Bottom line for the week of 14 July: Momentum remains your friend, but new highs demand discipline. Let positions run, tighten stops, and be ready to rotate if bank results underwhelm.
The Bottom Line for Your Money
This week proved something fundamental: when the All-Share Index gains 4.26% while 90 stocks advance versus just 16 declining, you’re not seeing speculation—you’re watching institutional repositioning for earnings season and dividend announcements.
The math is compelling: Nigerian Exchange Group delivered 54.85% returns in five days by benefiting from increased trading activity. The Banking sector gained 12.49% on capital raising and earnings optimism.
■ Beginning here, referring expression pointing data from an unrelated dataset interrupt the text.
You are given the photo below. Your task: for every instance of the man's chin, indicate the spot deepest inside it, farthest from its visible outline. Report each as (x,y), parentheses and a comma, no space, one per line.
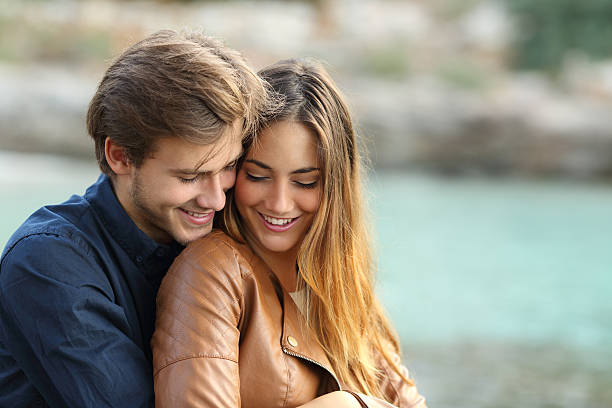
(186,239)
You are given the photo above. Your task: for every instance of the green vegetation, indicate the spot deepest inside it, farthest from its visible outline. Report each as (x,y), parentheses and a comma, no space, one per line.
(23,41)
(548,29)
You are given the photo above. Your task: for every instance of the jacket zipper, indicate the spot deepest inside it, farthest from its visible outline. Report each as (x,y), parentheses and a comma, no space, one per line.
(291,353)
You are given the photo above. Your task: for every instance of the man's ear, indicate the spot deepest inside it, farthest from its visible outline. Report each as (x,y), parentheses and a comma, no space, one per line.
(116,157)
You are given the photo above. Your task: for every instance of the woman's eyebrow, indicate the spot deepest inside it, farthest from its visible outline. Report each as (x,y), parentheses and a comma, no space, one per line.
(298,171)
(258,163)
(305,170)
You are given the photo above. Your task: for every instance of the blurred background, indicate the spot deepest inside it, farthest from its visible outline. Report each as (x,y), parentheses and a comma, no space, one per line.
(489,130)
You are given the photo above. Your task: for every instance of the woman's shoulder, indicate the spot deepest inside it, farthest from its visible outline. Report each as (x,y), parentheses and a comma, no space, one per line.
(218,249)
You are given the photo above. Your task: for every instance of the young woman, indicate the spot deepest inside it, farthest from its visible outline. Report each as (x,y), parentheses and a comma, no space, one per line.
(279,310)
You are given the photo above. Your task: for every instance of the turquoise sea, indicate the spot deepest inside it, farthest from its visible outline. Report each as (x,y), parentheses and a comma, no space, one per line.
(500,289)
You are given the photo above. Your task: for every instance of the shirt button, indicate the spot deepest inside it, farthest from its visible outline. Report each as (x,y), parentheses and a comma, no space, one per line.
(292,341)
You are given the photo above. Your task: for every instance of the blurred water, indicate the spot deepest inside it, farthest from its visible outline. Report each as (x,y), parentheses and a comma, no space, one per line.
(499,288)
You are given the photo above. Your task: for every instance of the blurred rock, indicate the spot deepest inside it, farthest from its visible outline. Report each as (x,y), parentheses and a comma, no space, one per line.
(43,110)
(428,81)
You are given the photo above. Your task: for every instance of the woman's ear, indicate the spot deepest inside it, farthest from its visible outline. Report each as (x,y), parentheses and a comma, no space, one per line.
(116,157)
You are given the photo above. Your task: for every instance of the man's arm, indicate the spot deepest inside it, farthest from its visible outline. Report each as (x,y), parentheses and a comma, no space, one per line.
(60,323)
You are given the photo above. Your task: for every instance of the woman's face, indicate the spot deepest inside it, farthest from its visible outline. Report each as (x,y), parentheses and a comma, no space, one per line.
(278,187)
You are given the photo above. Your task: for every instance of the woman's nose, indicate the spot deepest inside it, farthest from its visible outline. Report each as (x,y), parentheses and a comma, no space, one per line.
(279,202)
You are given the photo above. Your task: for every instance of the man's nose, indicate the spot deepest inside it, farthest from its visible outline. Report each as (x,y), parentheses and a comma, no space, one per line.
(212,194)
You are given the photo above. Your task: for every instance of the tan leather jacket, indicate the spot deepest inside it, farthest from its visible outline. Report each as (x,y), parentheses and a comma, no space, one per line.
(227,335)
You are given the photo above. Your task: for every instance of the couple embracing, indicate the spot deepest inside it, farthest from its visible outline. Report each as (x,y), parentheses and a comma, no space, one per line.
(127,297)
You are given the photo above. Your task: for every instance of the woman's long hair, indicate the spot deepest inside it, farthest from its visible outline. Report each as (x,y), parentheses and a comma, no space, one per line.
(335,259)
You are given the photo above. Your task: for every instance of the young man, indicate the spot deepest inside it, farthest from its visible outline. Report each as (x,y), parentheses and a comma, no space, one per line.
(78,280)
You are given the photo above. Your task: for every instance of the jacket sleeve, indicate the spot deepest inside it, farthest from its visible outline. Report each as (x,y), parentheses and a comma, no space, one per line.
(397,393)
(61,328)
(196,340)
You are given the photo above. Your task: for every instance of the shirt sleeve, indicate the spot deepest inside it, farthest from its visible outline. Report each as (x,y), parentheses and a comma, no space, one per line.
(196,340)
(62,327)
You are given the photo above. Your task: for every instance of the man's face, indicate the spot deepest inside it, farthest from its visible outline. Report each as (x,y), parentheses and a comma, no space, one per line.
(170,196)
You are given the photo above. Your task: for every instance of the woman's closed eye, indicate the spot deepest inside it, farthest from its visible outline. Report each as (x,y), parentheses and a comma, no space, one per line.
(307,185)
(254,177)
(187,180)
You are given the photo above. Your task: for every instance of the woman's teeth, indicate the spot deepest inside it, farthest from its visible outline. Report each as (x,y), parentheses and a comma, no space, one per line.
(277,221)
(197,215)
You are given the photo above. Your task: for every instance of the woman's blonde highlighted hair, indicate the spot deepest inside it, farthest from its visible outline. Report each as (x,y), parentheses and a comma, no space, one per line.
(335,259)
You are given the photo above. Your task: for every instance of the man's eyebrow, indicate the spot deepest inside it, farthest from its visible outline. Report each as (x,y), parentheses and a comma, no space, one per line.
(298,171)
(258,163)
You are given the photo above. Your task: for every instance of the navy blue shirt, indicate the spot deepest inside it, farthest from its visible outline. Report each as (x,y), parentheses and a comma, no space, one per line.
(78,283)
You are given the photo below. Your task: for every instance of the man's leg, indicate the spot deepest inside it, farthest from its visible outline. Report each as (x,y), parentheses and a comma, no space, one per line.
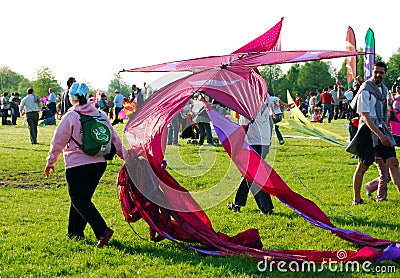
(383,179)
(357,181)
(393,165)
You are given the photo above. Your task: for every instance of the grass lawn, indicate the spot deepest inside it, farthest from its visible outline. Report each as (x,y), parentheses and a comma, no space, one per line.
(34,211)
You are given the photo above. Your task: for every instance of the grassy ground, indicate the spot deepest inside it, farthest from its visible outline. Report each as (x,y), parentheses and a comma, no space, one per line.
(34,211)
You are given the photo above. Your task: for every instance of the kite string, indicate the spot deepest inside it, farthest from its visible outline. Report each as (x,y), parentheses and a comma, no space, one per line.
(294,170)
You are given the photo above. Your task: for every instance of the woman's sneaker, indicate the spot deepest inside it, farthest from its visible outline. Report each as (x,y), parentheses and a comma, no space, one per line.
(103,241)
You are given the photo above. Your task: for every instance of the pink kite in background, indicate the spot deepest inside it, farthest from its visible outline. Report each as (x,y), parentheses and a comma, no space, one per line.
(149,192)
(129,108)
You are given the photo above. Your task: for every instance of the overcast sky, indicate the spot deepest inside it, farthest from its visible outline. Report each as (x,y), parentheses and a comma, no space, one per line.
(93,40)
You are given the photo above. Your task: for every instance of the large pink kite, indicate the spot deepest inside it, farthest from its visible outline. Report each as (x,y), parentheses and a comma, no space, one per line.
(149,192)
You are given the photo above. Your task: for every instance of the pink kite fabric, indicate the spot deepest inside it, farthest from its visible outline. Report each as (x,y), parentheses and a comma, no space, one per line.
(351,62)
(269,41)
(148,191)
(248,60)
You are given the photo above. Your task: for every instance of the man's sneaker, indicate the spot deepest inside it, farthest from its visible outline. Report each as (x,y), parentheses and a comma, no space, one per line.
(233,207)
(103,241)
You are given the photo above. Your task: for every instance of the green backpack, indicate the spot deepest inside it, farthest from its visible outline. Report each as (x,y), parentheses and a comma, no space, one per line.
(96,138)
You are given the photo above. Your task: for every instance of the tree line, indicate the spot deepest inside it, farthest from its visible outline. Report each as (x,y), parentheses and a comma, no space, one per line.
(300,78)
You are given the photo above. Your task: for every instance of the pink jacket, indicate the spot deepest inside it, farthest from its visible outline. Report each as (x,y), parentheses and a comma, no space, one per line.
(70,126)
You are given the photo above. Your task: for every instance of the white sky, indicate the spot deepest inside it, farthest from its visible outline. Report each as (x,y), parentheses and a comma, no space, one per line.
(93,40)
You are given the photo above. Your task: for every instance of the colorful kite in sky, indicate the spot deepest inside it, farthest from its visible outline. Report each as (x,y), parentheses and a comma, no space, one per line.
(148,191)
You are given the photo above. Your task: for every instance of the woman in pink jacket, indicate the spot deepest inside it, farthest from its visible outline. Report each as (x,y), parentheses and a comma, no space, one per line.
(83,171)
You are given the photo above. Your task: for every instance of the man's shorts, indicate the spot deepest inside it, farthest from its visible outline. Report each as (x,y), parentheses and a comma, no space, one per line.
(367,153)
These aren’t lottery tickets—they’re quality businesses finally getting institutional recognition.
Your competitive advantage: While others chase yesterday’s winners, you can position where institutional money is flowing next. The 17% FGN bond yield provides an exceptional risk-free baseline, making equity risk premiums more attractive for quality names.
Whether you’re building wealth for retirement or trading for growth, this week reminded us why following institutional flow patterns—₦107.811 billion in weekly equity turnover—often beats trying to predict where headlines will take markets.
Please note that this analysis is based solely on NGX market data and does not constitute personalized investment advice. Always conduct thorough research and consider your risk tolerance before making any investment decisions.